AD is a life-threatening emergency accompanied with high mortality rate. It is also associated with hypertension and genetic connective tissue abnormalities that may culminate in medial degeneration, intimal tear and false lumen formation. There are two well-known classifications of AD (Figure 3), the Stanford type A and B [13], and the DeBakey type I - III [14]. The Stanford type A refers to the dissections which involve the ascending aorta and may extend to the aortic arch and descending aorta. In the contrast, the type B only involve the descending aorta. DeBakey type I refers to the dissections which involves the whole aorta, however, the type II only involve the ascending aorta, and the type III only involves the descending aorta. Type III further subdivided into IIIa and IIIb. IIIa limits to descending thoracic aorta and IIIb extends below diaphragm. Therefore, Stanford type A dissection includes DeBakey types I and II, and Stanford type B includes DeBakey type IIIa and type IIIb. According to the classification mentioned above, our case belongs to Stanford type A dissection or DeBakey type I.

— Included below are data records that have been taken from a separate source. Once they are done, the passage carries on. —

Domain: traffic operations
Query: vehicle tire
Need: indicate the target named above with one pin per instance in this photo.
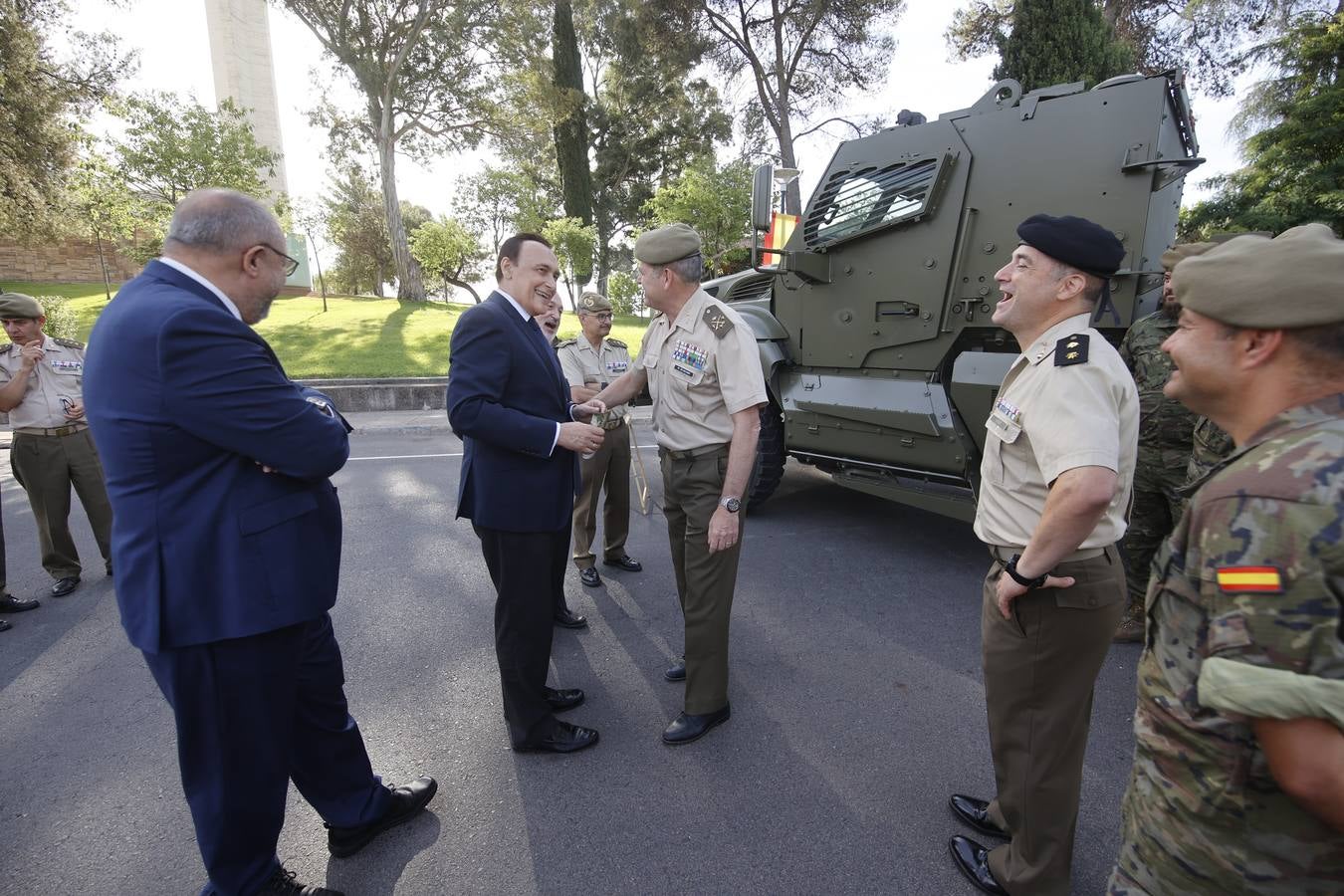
(771, 457)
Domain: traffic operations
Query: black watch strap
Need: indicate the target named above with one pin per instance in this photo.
(1010, 568)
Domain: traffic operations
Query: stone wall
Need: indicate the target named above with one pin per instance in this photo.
(72, 261)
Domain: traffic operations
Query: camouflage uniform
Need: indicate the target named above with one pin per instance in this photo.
(1251, 579)
(1164, 446)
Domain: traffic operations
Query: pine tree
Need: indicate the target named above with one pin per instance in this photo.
(1059, 42)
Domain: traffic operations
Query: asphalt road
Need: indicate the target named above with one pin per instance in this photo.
(856, 710)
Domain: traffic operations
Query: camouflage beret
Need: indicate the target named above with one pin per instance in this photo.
(1266, 284)
(593, 303)
(667, 245)
(16, 305)
(1183, 250)
(1075, 242)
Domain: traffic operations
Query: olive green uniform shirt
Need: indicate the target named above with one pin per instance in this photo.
(1050, 418)
(703, 368)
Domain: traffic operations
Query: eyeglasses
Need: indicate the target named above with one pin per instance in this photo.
(291, 264)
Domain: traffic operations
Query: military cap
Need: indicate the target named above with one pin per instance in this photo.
(593, 303)
(16, 305)
(1182, 251)
(1252, 281)
(1075, 242)
(667, 245)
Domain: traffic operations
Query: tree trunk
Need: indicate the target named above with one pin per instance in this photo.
(464, 285)
(409, 281)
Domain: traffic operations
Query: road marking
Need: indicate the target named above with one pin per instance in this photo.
(413, 457)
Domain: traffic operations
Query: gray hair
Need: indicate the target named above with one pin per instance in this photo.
(688, 270)
(222, 220)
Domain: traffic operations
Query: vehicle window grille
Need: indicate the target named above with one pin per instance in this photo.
(749, 289)
(853, 202)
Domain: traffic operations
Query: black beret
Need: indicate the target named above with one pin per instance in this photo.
(1075, 242)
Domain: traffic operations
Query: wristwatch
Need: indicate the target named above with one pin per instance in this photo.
(1010, 568)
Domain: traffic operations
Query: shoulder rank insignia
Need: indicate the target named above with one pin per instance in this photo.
(718, 322)
(1071, 349)
(1263, 579)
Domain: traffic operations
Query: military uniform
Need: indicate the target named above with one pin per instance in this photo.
(50, 453)
(1164, 445)
(702, 367)
(609, 466)
(1066, 402)
(1251, 576)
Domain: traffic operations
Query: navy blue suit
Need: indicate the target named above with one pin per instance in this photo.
(506, 394)
(225, 572)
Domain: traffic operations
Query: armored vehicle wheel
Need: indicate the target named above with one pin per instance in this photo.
(771, 456)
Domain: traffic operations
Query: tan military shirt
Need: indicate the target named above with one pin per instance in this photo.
(703, 368)
(60, 373)
(584, 364)
(1059, 407)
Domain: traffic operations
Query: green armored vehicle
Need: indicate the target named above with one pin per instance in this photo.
(874, 322)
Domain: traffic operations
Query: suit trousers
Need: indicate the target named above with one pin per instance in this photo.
(705, 581)
(525, 567)
(610, 468)
(254, 714)
(1039, 668)
(46, 466)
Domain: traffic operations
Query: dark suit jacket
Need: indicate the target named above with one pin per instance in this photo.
(184, 402)
(506, 394)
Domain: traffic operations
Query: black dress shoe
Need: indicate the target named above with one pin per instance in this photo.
(406, 800)
(568, 619)
(10, 603)
(566, 738)
(626, 563)
(686, 727)
(65, 585)
(561, 699)
(974, 861)
(976, 814)
(283, 881)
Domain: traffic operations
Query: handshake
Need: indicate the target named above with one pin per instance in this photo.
(582, 435)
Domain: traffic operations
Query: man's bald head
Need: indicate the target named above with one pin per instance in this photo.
(222, 222)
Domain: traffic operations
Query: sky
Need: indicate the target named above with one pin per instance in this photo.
(175, 55)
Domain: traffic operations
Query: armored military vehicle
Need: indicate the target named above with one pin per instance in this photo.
(874, 318)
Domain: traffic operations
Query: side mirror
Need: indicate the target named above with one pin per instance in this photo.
(763, 198)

Acute sudden onset of severe pain in the chest, back or abdomen is the typical manifestation of AD. However, 5% to 15% of AD patients present painless [15, 16], but with a wide variety of other symptoms, including syncope, paraplegia, amnesia, dyspnea, nausea, vomiting, Dysphagia, hoarseness, vertigo, and so on. Asymptomatic AD is extremely rare. It has been reported occasionally and was diagnosed by transesophageal echocardiography (TEE) or contrast CT. In our case, the patient is a long-segmental AD patient, but completely asymptomatic, which only showed an exaggerated low DBP and widened PP when measuring routine BP. PP more than 60 mmHg is widened PP. It is an indicator of the structure or function change in heart; and it may be the result of severe anemia, hyperthyroidism, aortic regurgitation and atherosclerotic disease. Widened PP only has been reported as one of signs in AD patients [3, 17], however, we first found that it could be the only complain of AD patients.

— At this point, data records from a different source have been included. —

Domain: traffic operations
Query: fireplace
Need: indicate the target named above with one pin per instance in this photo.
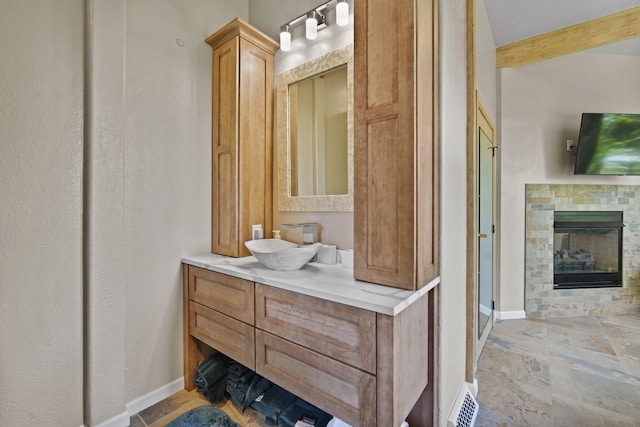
(587, 249)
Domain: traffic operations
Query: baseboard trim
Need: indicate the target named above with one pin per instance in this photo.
(510, 315)
(143, 402)
(120, 420)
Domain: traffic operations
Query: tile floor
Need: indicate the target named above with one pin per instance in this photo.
(564, 371)
(170, 408)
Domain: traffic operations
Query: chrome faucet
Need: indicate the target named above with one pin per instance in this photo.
(309, 231)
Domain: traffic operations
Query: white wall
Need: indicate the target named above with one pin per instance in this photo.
(486, 73)
(453, 115)
(167, 173)
(41, 150)
(541, 108)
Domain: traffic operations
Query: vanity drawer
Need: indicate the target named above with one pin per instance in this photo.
(343, 391)
(223, 333)
(345, 333)
(226, 294)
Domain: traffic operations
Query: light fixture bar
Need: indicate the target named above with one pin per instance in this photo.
(342, 13)
(285, 38)
(315, 20)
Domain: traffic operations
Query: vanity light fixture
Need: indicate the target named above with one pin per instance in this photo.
(342, 13)
(285, 38)
(314, 20)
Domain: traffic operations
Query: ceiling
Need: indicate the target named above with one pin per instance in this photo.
(513, 20)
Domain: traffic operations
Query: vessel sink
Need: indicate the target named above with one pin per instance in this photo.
(278, 254)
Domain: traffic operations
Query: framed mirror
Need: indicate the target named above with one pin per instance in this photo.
(314, 131)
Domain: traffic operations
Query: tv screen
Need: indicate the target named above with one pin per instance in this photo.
(609, 144)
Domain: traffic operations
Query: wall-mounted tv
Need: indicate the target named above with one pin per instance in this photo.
(609, 144)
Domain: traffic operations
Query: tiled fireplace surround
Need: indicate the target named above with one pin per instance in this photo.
(541, 300)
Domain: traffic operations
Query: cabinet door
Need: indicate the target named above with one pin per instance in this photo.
(395, 172)
(255, 142)
(341, 390)
(224, 147)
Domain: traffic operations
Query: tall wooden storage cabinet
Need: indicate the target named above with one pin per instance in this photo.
(242, 136)
(396, 142)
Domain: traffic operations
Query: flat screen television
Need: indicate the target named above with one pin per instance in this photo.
(609, 144)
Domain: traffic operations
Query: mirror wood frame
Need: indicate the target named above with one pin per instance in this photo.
(323, 203)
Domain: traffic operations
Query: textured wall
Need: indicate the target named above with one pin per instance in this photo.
(41, 149)
(541, 107)
(452, 290)
(167, 173)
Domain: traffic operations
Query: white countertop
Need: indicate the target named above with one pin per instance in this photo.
(330, 282)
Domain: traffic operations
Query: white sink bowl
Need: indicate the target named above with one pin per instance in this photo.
(278, 254)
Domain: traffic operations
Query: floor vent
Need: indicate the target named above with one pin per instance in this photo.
(465, 410)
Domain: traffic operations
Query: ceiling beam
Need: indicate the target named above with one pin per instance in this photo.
(597, 32)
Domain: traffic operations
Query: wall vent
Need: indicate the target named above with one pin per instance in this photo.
(465, 410)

The diagnosis of AD is made by a variety of imaging techniques, such as TTE, TEE, CT, CTA and Magnetic resonance imaging(MRI). Due to the shorter acquisition time, wide availability, and high diagnostic accuracy, CT and CTA have been considered as the ideal methods for diagnosis and monitoring of patients with aortic disease. Furthermore, MRI has high accuracy, sensitivity and specificity equal to or superior to CT. TTE, as a routine imaging technique for cardiovascular evaluation, is usually used in AD patient as an initial method. However, the usage of TTE is limited in AD diagnosis because of an inadequate echo window and suboptimal echo quality, especially in obese patients and in those with chronic obstructive pulmonary disease. However, TTE may be the only method which will be used for asymptomatic AD patients, since patients without any symptoms to attract enough attention by clinician. To reduce the risk of miss diagnosis in asymptomatic or painless AD, it is important to pay more attention in aortic root, ascending aorta, aortic arch and descending aorta when take the left parasternal view and suprasternal view of TTE.